Wild Rice and Vegetable Stuffing
 
  • this versatile stuffing can be used on its own to fill a whole fish or rolled fillet. Better yet, add some small shrimp or scallops to the mix to kick up your main course.
  • One of my favorite uses for this is to cut a pocket in a fillet of Lake Whitefish, fill it with stuffing and cook it on a cedar plank on the grill. It works with well with most other fish too.

Ingredients

Rice:

  • 1 cup wild rice and basmati rice combo or any wild  rice combo
  • 2 1/4 cups water
  • 1 teaspoon salt
  • 1 tablespoon canola oil

Stuffing:

  • 2 tablespoons extra virgin olive oil
  • 1 tablespoon fresh garlic, finely chopped
  • 1/2 cup celery, finely chopped
  • 1 cup sweet onion, finely chopped
  • 1 cup carrot, finely chopped
  • 2 teaspoons kosher salt
  • 1 teaspoon black pepper
  • 1 - 14.5 ounce can whole tomatoes, drained and crushed by hand
  • 1/2 cup sauvignon blanc wine
  • 1 tablespoon dry dill
  • 1 teaspoon sriracha hot sauce
  • 2 teaspoons herbed sea salt(available @ Dirk's)

Directions

Rice:

  • Put all ingredients in pot with tight fitting lid.
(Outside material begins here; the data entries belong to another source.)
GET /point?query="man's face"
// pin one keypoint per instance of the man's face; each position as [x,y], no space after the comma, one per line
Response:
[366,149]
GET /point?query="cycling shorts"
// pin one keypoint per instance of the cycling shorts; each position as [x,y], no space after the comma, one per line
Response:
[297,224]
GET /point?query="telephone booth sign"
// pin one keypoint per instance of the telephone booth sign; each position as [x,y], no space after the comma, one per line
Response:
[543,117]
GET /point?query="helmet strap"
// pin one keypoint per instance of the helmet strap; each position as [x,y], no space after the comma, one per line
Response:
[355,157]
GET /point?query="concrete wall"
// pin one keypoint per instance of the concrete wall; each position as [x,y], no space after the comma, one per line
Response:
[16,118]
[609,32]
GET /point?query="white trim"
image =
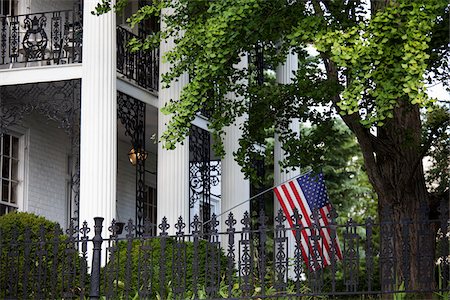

Bring to a boil without lid. Reduce heat to low, put lid on to cook for 15 minutes. Remove from heat.

Stuffing:

  • Preheat oven to 350 degrees. While rice cooks, saute vegetables in evoo about 5 minutes medium high temperature. Add salt, pepper, tomatoes, and wine. Bring the temperature up to high to reduce and thicken liquid, about 2 to 4 minutes. Remove from heat, add dill and sriracha. Combine veggies with rice mixture. If you want to add shrimp or scallops, simply season with salt and pepper then saute for 3 to 5 minutes until just done. Add to the stuffing. I prefer to use both smaller shrimp and scallops for stuffing. Small ones cook more quickly and there are more pieces to go around.
  • This recipe will stuff a large whole fish or about 5 pounds of fillets. You can also freeze any extra for another time. Enjoy!